Ein Monat seit dem Amoklauf: Studierende und Lehrende kommen in Prager Uni-Gebäude zusammen

Gebäude der Philosophischen Fakultät der Karlsuniversität

Am Sonntag ist genau ein Monat vergangen seit dem Amoklauf eines Studenten an der Philosophischen Fakultät der Prager Karlsuniversität. Nun kamen erstmals Studierende und Lehrende in dem Gebäude wieder zusammen – um zu trauern und sich an eine Rückkehr zu einem normalen akademischen Leben anzunähern.

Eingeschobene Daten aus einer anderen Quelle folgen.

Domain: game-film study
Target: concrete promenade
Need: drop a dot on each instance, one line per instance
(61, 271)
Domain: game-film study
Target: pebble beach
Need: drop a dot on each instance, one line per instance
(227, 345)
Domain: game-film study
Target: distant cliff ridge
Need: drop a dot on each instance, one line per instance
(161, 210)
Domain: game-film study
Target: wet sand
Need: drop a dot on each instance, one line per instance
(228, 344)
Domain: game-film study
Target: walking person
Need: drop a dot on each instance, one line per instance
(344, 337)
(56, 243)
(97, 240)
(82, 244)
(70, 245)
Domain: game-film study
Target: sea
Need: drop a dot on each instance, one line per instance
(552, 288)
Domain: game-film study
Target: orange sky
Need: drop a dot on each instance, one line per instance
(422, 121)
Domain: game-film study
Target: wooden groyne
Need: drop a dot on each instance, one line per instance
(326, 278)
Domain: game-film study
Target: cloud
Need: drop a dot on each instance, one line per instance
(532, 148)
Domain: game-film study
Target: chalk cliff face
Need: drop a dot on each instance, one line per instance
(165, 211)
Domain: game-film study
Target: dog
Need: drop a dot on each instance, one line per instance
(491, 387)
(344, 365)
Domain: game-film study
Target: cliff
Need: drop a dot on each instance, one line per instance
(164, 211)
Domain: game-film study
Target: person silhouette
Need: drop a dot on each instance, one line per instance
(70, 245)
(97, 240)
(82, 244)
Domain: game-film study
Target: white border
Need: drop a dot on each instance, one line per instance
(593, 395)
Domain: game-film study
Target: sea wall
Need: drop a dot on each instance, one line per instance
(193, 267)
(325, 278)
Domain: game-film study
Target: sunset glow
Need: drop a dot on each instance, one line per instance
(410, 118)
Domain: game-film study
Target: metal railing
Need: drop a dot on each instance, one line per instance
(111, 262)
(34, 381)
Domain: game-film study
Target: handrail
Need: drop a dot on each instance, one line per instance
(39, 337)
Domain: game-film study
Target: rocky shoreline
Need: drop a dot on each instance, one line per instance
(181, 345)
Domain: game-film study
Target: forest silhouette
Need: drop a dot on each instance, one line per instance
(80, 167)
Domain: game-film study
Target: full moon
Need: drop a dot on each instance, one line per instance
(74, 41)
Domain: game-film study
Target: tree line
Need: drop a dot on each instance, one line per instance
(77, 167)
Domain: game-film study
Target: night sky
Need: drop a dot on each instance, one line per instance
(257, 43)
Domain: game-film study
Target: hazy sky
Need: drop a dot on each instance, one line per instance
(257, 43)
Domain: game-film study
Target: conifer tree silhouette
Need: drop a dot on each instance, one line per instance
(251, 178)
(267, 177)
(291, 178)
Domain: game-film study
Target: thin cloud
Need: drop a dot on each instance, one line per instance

Mehrere Hundert Studierende sind am Sonntag erstmals wieder in jenen Teil der Prager Karlsuniversität zurückgekehrt, in dem am 21. Dezember ein Amokläufer insgesamt 14 Menschen erschossen hat. Für einige Stunden wurde das Hauptgebäude der Philosophischen Fakultät geöffnet. Dabei sind weiterhin viele Studierende und Lehrende traumatisiert durch das, was sie mitmachen mussten, und durch den Verlust von Kommilitonen und Kollegen. Journalisten wurden am Sonntag nicht in das Innere des Gebäudes gelassen, aber Vertreter der Universität erläuterten vor dem Eingang den Sinn der Teilöffnung.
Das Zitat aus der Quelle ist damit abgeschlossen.